Ашер Камо осмотрел грудь Тима и поинтересовался неприязненным тоном:

— Зачем ты так сделал?

— Чего сделал? — не понял Тим. — Оно само… сделалось. Ночью…

— Нет, — отрезал куратор. — Сан Тамо не стал бы оставлять шрам, я уверен, он излечил тебя полностью. Это ты сам себе его сделал.

— А… — сказал Тим и замолчал.

— Удивительно, — произнес Ашер Камо, — как можно настолько не контролировать собственную волю?

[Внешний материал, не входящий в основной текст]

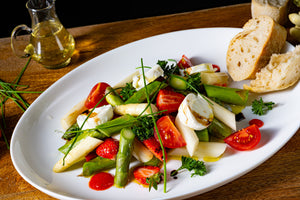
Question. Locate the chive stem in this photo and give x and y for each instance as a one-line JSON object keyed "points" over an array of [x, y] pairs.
{"points": [[157, 131]]}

Подозреваю, ты и внушению Сай Ашана противодействовал не намеренно, а повинуясь собственным заблуждениям.

Тим почувствовал, что у него краснеют уши, и опустил взгляд.

— Как он вообще смог меня вылечить? — пробормотал он. — Я же должен не верить в возможность такого лечения.

Куратор усмехнулся — Тим даже вздрогнул: эмоции в голосе учителей еще изредка проявлялись, но лица их почти всегда оставались бесстрастными, поэтому неожиданная мимика куратора его слегка напугала.

— Близость смерти очень часто раскрепощает сознание так, что и годами тренировок не добиться, — сказал куратор и кивнул в сторону лежащего бруска. — Возможно, это придется использовать, если обычные наказания не помогут тебе его сломать.

Тим вскинулся:

— Но день еще не кончился!

— Да, — кивнул Ашер Камо, — у тебя еще восемь лирмов. Если ты не преуспеешь за это время, тебя ждут десять ударов.

Тим уже наклонился было за бруском, но на половине фразы куратора замер и озадачился. Переводчик, однако, с переводом не торопился. Выждав с полминуты, Тим увидел, что Ашер Камо собрался уходить, и остановил его вопросом:

— А… лирм — это что?

Против ожидания, куратор не рассердился:

— Лирм — мера времени, равная двадцати эрмам.

Тим нахмурился, припоминая, чему равен этот эрм, и пытаясь в голове умножить единицу с четвертью на двадцать да еще и на восемь. Но додумать не получилось. «А куда переводчик делся?» — вдруг озадачился Тим.